= Eamonn Cooke =

Owner of a pirate radio station

Eamonn Cooke (c.1936 – June 2016) was a former owner of pirate radio station Radio Dublin. He was a convicted paedophile, and a suspect in the disappearance of Philip Cairns. He assumed ownership of the station in 1977.

==Pirate radio==
As owner of Radio Dublin he went by the name "Captain Cooke". Having first got involved with Radio Dublin in 1973 as an engineer, he assumed ownership of the station in 1977 (which had been operating for over a decade prior under various other owners) and established the operation as a limited company (based in Cardiff). He continued to operate the station until some months before its closure in 2003. Despite numerous (but highly intermittent) raids by the authorities on the station in which large amounts of equipment were seized he was only successfully prosecuted for broadcasting offences on one occasion for which he received an IR£35 fine.

==Trials==

===1952===
An unnamed teenager (probably Cooke) was sentenced to 12 months probation after a bomb attack on a Monument in Glasnevin Cemetery in Dublin.

===1957===
Cooke is sentenced to 5 years penal servitude after he pleaded guilty to shooting at four gardaí during an attempted robbery at a petrol station near Bray.

===1978===
In March Cooke is convicted in the District Court of a breach of the 1926 Wireless Telegraphy Act following raids on the station January and February of the same year

===1986===
Cooke (along with four accomplices) is convicted of assault and arson in relation to a 1984 firebombing incident and received a four-year suspended sentence

===2001===
Cooke was jailed for six months for dangerous driving and 21 days for contempt of court in relation to a car chase in the Dublin mountains.

===2003===
His first trial in relation to sex offences was in 2003, where he was convicted of the attempted rape and indecent assault of four girls. This conviction was quashed due to a technicality and he was released in 2006.

===2007===
He was put on trial again in 2007, where two complainants from the previous trial were witnesses. He had threatened and bribed his victims, who nicknamed him "The Cookie Monster". Cooke pleaded not guilty to all 42 charges, which covered dates from the mid to late 1970s. Garda Inspector Gerard Kelly testified that Cooke had eight previous convictions, including one for an arson attack on the home of one of the complainants from the 2003 trial. He was found guilty and sentenced to ten years imprisonment, with prison authorities to take into account 1,300 days he had served due to a previous conviction.
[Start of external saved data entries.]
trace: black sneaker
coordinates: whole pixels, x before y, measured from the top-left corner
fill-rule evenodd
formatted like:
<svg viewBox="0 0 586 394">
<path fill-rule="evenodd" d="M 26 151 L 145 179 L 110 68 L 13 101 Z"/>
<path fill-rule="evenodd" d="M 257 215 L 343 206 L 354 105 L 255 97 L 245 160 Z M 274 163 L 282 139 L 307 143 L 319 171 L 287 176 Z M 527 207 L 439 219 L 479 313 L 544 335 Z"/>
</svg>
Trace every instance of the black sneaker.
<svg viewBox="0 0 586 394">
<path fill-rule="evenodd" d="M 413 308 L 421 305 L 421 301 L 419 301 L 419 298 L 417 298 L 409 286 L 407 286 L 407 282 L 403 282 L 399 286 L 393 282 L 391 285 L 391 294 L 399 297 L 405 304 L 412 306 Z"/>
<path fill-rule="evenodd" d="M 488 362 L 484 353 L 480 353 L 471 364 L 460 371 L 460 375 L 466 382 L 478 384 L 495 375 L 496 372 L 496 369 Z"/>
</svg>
In 2015 he applied for an appeal for his conviction on a point of law but it was denied.

== Alleged connection to Philip Cairns disappearance ==
In May 2016 a woman contacted Gardaí about the disappearance of Philip Cairns which they believed to be credible. According to her Cooke may have killed Philip Cairns at the studios of his pirate radio station in October 1986. Cooke was questioned by Gardaí and it was reported that he had confirmed some of the claims, but did not disclose the location of Philip's remains. It later emerged that at the time of questioning Cooke had dementia.

In August 2016 it was announced that DNA samples taken from Philips' schoolbag did not match Cooke, but he had not been ruled out as a suspect. Gardaí also sought to identify two people who may have left Philips' schoolbag in the laneway.

==Death==
He died in June 2016. He was granted temporary release from Arbour Hill Prison and had stayed in a hospice due to deteriorating health.